Sindag: Busca por gafanhotos segue na província argentina de Corrientes

Foto: Senasa/Divulgação

Pelo segundo dia consecutivo, nessa terça-feira 7 os técnicos do Serviço Nacional de Sanidade e Qualidade Agroalimentar da Argentina (Senasa) não conseguiram chegar até o local onde eles suspeitam que esteja pousada a nuvem de gafanhotos que desde junho circula pela província de Corrientes. Desta vez, o mau tempo foi um obstáculo na região. Junto com o frio, que deu uma acentuada.

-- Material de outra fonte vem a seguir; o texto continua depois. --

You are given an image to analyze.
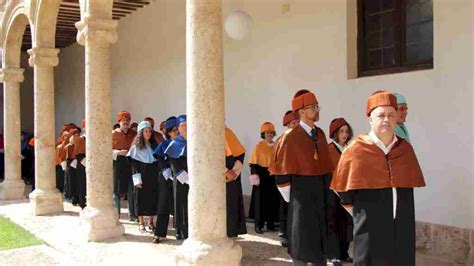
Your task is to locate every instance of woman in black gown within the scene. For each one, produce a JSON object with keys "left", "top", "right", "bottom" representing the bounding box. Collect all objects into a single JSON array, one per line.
[{"left": 127, "top": 121, "right": 158, "bottom": 232}]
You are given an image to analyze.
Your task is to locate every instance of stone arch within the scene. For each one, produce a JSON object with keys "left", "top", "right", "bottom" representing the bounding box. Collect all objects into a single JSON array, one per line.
[{"left": 2, "top": 1, "right": 31, "bottom": 68}]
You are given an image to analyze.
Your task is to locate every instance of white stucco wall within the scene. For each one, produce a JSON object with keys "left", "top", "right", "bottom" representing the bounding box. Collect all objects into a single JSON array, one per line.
[{"left": 56, "top": 0, "right": 474, "bottom": 229}]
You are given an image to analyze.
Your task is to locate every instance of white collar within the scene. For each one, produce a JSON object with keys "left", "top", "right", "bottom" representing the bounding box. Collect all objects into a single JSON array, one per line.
[
  {"left": 369, "top": 131, "right": 398, "bottom": 155},
  {"left": 332, "top": 140, "right": 344, "bottom": 152},
  {"left": 300, "top": 120, "right": 314, "bottom": 136}
]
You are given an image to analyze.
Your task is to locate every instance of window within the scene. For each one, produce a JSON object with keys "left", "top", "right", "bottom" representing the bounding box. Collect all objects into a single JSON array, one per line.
[{"left": 358, "top": 0, "right": 433, "bottom": 76}]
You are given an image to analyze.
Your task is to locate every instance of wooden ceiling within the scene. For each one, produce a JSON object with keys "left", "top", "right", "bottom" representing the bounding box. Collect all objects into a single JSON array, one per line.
[{"left": 22, "top": 0, "right": 150, "bottom": 51}]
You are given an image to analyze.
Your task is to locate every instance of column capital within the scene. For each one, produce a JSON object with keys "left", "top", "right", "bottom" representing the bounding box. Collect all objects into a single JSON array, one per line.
[
  {"left": 76, "top": 15, "right": 118, "bottom": 45},
  {"left": 28, "top": 47, "right": 59, "bottom": 67},
  {"left": 0, "top": 67, "right": 25, "bottom": 82}
]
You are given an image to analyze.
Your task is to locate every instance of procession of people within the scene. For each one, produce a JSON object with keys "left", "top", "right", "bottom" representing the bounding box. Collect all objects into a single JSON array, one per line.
[{"left": 0, "top": 90, "right": 425, "bottom": 265}]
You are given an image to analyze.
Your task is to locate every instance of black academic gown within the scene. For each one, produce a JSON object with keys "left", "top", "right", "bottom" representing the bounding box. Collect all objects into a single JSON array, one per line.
[
  {"left": 249, "top": 164, "right": 280, "bottom": 230},
  {"left": 113, "top": 155, "right": 132, "bottom": 195},
  {"left": 168, "top": 156, "right": 189, "bottom": 238},
  {"left": 155, "top": 156, "right": 174, "bottom": 237},
  {"left": 129, "top": 158, "right": 158, "bottom": 216},
  {"left": 64, "top": 159, "right": 77, "bottom": 201},
  {"left": 74, "top": 154, "right": 87, "bottom": 208},
  {"left": 339, "top": 188, "right": 416, "bottom": 266},
  {"left": 226, "top": 153, "right": 247, "bottom": 237},
  {"left": 276, "top": 173, "right": 340, "bottom": 262},
  {"left": 56, "top": 164, "right": 64, "bottom": 193}
]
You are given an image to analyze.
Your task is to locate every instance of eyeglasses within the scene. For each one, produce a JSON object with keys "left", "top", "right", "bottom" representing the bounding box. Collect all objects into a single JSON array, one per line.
[{"left": 303, "top": 105, "right": 321, "bottom": 112}]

As equipes da agência argentina acreditam que os insetos estão desde segunda-feira 6 em uma área a cerca de 20 quilômetros ao norte da localidade de Zarza Rincón e a sudoeste da localidade de Perrugoria, dentro do território de Curuzu Quatiá (a cerca de 180 quilômetros de Uruguaiana, no Rio Grande do Sul).

A área tem diversos pontos onde só se consegue passar com caminhonete ou jipe e outras onde só se circula a cavalo. E há banhados e locais de vegetação fechada onde simplesmente não dá para transitar. Outro fator que dificulta a localização exata é o frio: não há nenhum gafanhoto no céu para assinalar o ponto onde eles estão. Paralelamente, as baixas temperaturas também os obrigam a ficar no mesmo local (embora não morram enquanto não chegar abaixo de zero grau).

As buscas devem prosseguir na região nessa quarta-feira 8.

Alerta segue no RS

Apesar de estarem relativamente próximos à fronteira gaúcha, o tempo na região (frio e ventos) inibe a vinda dos gafanhotos para o Brasil. Mesmo assim, do lado brasileiro, segue a situação de alerta.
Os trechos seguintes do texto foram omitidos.